Deformity URL can cause IIS 5.0 and Exchange 2000 stop service
(Transferred from Green Meng Technology)
Release Date: 2001-3-13
Update Date: 2001-3-13
Affected system:
Microsoft Internet Information SERVICES 5.0
Microsoft Exchange 2000
description:
-------------------------------------------------- ------------------------------
IIS 5.0 There is a security vulnerability. If a URL is carefully constructed, its length is in a specific
In the range, an attacker submits such a URL to the affected system, which may result in IIS memory
The assignment is an error, making the IIS service failed.
Exchange 2000 also received the impact of the same problem. In order to support web-based Mail clients,
ExcahNGE 2000 also provides features accessible through the URL. This feature part passes IIS 5.0
Realize, the other part exists in ExcahNGE 2000. But these two part of the code have this vulnerability
However, attacks can only make IIS fail, and cannot cause hazards for Exchange services. The result is only used
Buyers can no longer use web-based mail clients to access Exchange, use MAPI-based
Mail client, such as Outlook, can still access Exchange.
IIS 5.0 will automatically restart after receiving the attack, so it will return to normal operation after the attack is stopped.

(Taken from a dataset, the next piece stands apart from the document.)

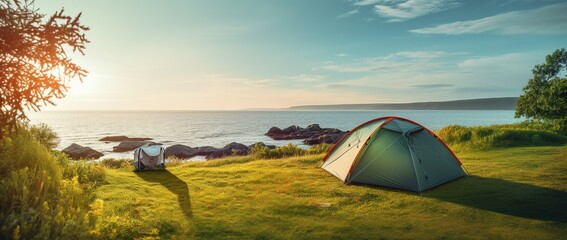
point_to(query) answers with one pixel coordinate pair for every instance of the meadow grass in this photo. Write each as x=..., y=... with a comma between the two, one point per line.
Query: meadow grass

<* Source: Kevin Kotas of EsecurityOnline.com (http://esecurityonline.com)
Microsoft Security Announcement (MS01-014): http://www.microsoft.com/technet/security/bulletin/ms01-014.asp
*>
-------------------------------------------------- ------------------------------
Suggest:
Vendor patch:
Microsoft has released a safety announcement (MS01-014) and corresponding patches for this.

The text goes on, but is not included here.